Volti, San Francisco’s 20-voice professional chamber choir, has achieved national recognition as pioneers in new vocal music: they were the first chorus to win ASCAP/Chorus America’s Adventurous Programming of Contemporary Music Award six times. This disc shows what the buzz is all about, with works by eight contemporary American composers, five of them commissioned and premiered by Volti, under its founder and artistic director Robert Geary.
Opening the disc is the first recording of all four movements of Aaron Jay Kernis’ stunning and hypnotic Ecstatic Meditations, named by the National Endowment for the Arts as an American Masterpiece of Choral Music. Also featured is the first recording of a major new work by Volti’s resident composer Mark Winges, Open the Book of What Happened (2005). Other never-before-recorded Volti commissions include Kurt Rohde’s Endless, a six-part setting of luminous, elliptical poetry by Jakob Stein (2007); Gabriela Lena Frank’s startling, rhythmic Ccollanan Maria!, a multicultural mix of traditional Catholic imagery with ancient Incan ritual (2004); two of Stacy Garrop’s Sonnets of Beauty and Music, part of her project to set 23 sonnets of Edna St. Vincent Millay (2006); and Eric Moe’s O the Flesh is Hot but the Heart is Cold (2005) – about which all we can say is that any piece of music based on a poem titled “Baked Alaska: a Theory of” just begs to be tasted.
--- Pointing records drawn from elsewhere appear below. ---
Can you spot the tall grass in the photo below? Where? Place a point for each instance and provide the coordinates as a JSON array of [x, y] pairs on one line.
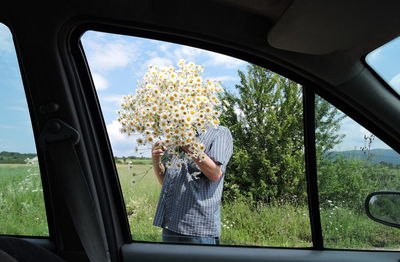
[[21, 201]]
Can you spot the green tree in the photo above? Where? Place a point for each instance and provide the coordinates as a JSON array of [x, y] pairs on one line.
[[265, 117]]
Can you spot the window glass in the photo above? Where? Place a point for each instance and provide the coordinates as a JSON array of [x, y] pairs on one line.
[[21, 195], [351, 165], [385, 61], [148, 93]]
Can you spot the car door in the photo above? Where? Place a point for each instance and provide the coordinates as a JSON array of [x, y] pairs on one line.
[[62, 93]]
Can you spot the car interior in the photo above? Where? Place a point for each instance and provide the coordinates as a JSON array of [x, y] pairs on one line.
[[319, 44]]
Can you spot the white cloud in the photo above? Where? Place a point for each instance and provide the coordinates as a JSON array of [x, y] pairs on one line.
[[6, 43], [100, 82], [216, 59], [106, 55], [160, 61], [395, 83], [223, 78], [123, 145], [117, 99], [187, 53]]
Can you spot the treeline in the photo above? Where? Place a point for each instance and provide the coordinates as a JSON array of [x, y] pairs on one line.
[[14, 157], [265, 117]]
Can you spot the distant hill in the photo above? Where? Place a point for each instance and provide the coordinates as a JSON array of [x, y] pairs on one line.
[[14, 157], [388, 156]]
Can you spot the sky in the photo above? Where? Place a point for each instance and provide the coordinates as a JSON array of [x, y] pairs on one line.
[[117, 63]]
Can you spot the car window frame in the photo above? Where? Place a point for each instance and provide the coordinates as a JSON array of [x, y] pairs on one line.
[[312, 88]]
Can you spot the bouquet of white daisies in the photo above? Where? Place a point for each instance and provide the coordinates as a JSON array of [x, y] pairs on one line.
[[171, 106]]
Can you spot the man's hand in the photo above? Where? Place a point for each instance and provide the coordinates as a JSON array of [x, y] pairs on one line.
[[157, 152], [207, 166]]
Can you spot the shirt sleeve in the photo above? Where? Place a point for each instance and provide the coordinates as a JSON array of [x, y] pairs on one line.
[[222, 148]]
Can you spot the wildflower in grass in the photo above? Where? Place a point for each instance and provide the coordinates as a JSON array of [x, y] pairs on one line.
[[171, 105]]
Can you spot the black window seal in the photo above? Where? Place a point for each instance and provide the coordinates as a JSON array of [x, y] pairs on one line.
[[311, 167]]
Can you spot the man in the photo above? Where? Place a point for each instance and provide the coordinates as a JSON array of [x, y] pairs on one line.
[[189, 206]]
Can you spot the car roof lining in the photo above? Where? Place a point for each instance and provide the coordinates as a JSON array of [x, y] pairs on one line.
[[322, 27]]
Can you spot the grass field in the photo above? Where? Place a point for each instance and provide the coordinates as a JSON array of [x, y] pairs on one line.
[[281, 225]]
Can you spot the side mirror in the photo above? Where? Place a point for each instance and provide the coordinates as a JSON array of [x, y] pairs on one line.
[[384, 207]]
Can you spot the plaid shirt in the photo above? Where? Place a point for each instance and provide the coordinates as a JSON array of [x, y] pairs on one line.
[[189, 202]]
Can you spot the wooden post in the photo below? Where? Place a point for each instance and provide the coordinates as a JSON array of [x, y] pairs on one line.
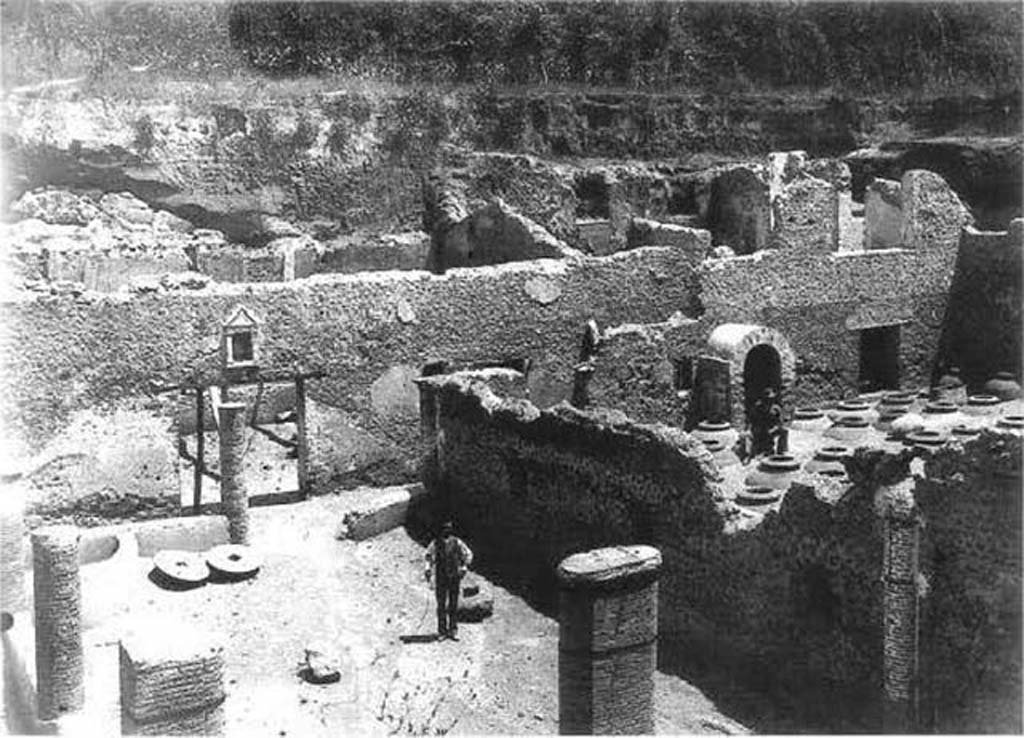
[[200, 453]]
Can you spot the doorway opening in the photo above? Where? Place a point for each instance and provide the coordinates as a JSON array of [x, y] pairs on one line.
[[762, 370], [879, 358]]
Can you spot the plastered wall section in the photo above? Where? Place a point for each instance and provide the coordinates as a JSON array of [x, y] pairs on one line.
[[971, 612], [795, 600], [983, 328], [791, 600], [371, 335], [820, 302]]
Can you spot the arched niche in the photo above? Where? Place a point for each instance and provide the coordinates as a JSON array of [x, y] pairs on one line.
[[759, 356]]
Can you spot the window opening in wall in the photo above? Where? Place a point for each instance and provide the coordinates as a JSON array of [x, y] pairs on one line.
[[242, 347], [879, 358], [432, 369], [762, 370], [683, 373], [592, 193]]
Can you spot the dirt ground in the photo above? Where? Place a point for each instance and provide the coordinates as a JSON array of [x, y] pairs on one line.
[[356, 601]]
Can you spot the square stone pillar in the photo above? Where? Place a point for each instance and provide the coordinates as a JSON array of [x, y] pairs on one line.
[[233, 495], [607, 644], [57, 589]]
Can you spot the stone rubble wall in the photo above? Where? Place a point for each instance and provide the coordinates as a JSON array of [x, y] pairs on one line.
[[971, 562], [529, 486], [982, 332], [791, 601], [372, 335]]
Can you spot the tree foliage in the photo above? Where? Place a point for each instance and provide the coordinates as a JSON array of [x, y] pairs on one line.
[[859, 46], [652, 44]]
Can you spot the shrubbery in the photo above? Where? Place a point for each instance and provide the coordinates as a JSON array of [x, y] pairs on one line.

Rounding out the generous collection of over 75 minutes of music are Ronald Caltabiano’s Metaphor (1994) (settings of three short poems – one each by Blake, Donne and Whitman – in playful comparisons of the behavior of insects to that of humans) and the “ancient,” by Volti’s standards, Two Motets of William Hawley (written way back in 1981, but too gorgeous not to be included here).